The Struggle to Get Here

January 11th, 2022

“To be an enemy of America can be dangerous, but to be a friend is fatal.” — Henry Kissinger

I know an Afghan family. I use the term “know” loosely. I have never met these people. I have never spoken with them. I was placed in contact with them by a friend of mine who worked for years as a peace activist in Afghanistan. The activist knows the mother/wife in the family personally. My friend asked me to be their “buddy”, and to help them in whatever way I can. I agreed to do that.

I don’t know exactly where this family is living. I don’t need to know. They are somewhere in Pakistan keeping an extremely low profile. Their fled from Kabul before the city fell to the Taliban. They cannot go back home, and right now they cannot go anywhere else. Their goal is to find a new home in a country that is safe for them. Pakistan doesn’t qualify.
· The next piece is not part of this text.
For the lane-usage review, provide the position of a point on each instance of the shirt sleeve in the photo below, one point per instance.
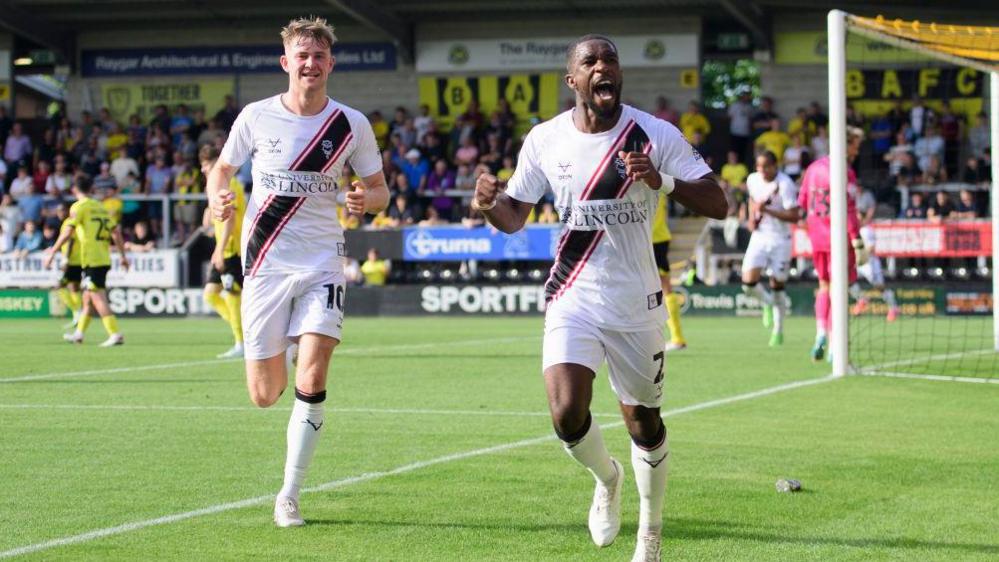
(239, 146)
(366, 158)
(528, 183)
(676, 157)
I had a consultation with an immigration lawyer on Zoom yesterday. I wanted to find out how this Afghan family could come to the United States. The lawyer, a young woman in California, tried to explain to me what was available to them. There was a lot to take in, and the attorney was not terribly optimistic about their chances. She talked about the family applying for a humanitarian parole. This method of coming to the United States is described as follows:

“You may apply for humanitarian parole if you have a compelling emergency and there is an urgent humanitarian reason or significant public benefit to allowing you to temporarily enter the United States. Anyone can file an application for humanitarian parole. If you do not have an urgent humanitarian reason for your visit, you must follow the normal visa issuing procedures set by the Department of State.” – from the USCIS website.

This is probably easier than applying for refugee status. Getting refugee status (if the person is outside of the U.S) or asylum status (if that person is already within the borders of this country) is a total bitch. The individual applying for refugee or asylum status has to prove that he or she has been persecuted in their home country, or that their lives are in imminent danger if they should return there. The burden of proof is solely on the petitioner. The United States does not have to prove anything.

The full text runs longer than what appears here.